Plus de 36 heures après le drame, «des avions et des navires» militaires ont localisé «des effets personnels des passagers et des débris de l'appareil à 290 km au nord d'Alexandrie», a annoncé l'armée égyptienne. Les premiers débris retrouvés sont un «membre humain, deux sièges et une ou plusieurs valises», a annoncé le ministre grec de la Défense, Panos Kammenos.

Peu avant, l'armée égyptienne avait indiqué que «les recherches se poursuivent et nous sommes en train de retirer de l'eau tout ce que nous trouvons». Grâce à ces premiers débris, les autorités espèrent comprendre comment le vol MS804 a brusquement disparu des écrans radar alors qu'il survolait, sans problème apparent et dans un ciel clair, la Méditerranée orientale. L'Airbus A320 transportait 66 personnes. Parmi les 56 passagers, figuraient 30 Égyptiens et 15 Français, un petit garçon et deux bébés.

Pas de revendication

«Toutes les hypothèses sont examinées mais aucune n'est privilégiée, car nous n'avons absolument aucune indication sur les causes», a déclaré vendredi matin le ministre français des Affaires étrangères, Jean-Marc Ayrault, sur la chaîne de télévision France 2. Aucun élément ne permet en l'état de privilégier la piste d'un accident ou celle d'un acte terroriste.
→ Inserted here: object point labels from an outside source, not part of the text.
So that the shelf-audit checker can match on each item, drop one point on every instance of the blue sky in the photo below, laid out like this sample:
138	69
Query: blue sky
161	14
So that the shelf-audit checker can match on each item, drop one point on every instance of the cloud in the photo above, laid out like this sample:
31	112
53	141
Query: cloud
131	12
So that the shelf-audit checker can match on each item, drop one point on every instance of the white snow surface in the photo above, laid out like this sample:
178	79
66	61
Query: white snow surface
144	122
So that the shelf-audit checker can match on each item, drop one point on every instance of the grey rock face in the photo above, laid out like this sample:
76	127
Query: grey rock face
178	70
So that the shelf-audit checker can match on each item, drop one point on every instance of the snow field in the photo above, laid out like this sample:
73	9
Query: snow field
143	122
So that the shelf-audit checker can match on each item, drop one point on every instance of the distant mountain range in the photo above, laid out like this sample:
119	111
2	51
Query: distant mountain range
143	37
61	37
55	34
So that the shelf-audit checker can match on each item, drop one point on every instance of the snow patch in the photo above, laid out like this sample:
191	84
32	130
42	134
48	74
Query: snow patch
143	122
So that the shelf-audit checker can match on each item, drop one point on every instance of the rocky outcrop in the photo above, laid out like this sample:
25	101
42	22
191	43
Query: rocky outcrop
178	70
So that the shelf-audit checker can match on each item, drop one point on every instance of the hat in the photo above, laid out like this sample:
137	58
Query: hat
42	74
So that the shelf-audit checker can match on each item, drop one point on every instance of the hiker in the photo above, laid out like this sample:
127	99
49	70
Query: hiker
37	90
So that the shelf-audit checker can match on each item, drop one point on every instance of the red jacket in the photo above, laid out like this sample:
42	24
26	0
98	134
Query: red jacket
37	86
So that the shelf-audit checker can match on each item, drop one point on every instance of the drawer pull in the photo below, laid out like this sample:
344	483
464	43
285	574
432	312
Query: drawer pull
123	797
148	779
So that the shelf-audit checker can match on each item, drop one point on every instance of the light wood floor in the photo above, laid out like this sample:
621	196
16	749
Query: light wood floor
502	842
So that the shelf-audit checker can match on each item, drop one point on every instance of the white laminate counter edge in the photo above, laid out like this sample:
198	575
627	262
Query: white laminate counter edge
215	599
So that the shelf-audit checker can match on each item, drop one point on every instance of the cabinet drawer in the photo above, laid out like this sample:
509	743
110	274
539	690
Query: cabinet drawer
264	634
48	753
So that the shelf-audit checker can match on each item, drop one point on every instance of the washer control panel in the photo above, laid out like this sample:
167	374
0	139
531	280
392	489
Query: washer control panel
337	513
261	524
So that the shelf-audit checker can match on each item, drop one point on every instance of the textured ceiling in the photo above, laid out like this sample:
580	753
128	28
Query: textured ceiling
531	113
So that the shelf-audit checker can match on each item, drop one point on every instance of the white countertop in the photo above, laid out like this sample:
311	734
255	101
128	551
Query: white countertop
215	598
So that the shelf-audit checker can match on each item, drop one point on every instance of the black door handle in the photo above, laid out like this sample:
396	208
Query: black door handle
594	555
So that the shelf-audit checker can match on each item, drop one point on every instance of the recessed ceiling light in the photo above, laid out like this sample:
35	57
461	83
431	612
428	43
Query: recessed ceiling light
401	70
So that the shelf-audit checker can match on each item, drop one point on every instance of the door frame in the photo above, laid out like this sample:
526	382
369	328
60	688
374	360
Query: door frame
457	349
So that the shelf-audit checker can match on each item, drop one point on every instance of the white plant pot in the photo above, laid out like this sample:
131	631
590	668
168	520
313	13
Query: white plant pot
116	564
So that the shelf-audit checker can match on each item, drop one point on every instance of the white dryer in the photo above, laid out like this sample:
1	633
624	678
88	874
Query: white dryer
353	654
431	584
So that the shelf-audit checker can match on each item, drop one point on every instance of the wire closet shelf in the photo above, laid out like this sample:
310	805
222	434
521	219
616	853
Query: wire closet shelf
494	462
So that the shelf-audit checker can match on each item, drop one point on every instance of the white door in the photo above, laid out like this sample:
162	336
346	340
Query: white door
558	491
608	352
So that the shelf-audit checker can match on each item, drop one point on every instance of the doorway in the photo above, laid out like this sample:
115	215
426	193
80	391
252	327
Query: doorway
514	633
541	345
La disparition de l'avion n'a été revendiquée par aucun groupe actif au Moyen-Orient, comme par exemple la branche égyptienne de l'organisation État islamique (EI) qui avait rapidement revendiqué l'explosion d'une bombe en plein vol dans un avion de touristes russes au dessus du Sinaï, le 31 octobre. Les 224 occupants avaient été tués. Tout en ne souhaitant «pas tirer de conclusions hâtives», le ministre égyptien de l'Aviation civile, Ahmed Fathy, avait estimé jeudi que «la probabilité» d'une «attaque terroriste» était «plus élevée que celle d'une défaillance technique».

Experts au Caire

M. Ayrault a précisé que la France contribuait à ces recherches «avec l’Égypte, la Grèce et d'autres pays» avec des avions et des navires. Paris a également dépêché trois enquêteurs du Bureau d'enquêtes et d'analyses (BEA) accompagnés d'un conseiller technique d'Airbus, qui sont arrivés dans la nuit au Caire. Ils attendent la découverte de premiers débris et éventuellement des boîtes noires pour participer à l'enquête «de sécurité» sur les causes du crash.

Pour les experts comme pour le gouvernement égyptien, une explosion à bord semble un scénario très plausible, comme ce fut le cas pour l'avion de touristes russes, qui s'était littéralement désintégré en vol à la même altitude quasiment que celle de l'Airbus Paris-Le Caire quand il a commencé sa chute jeudi. Dans l'avion russe, le pilote n'avait pas eu le temps d'émettre un message d'alerte ou de détresse.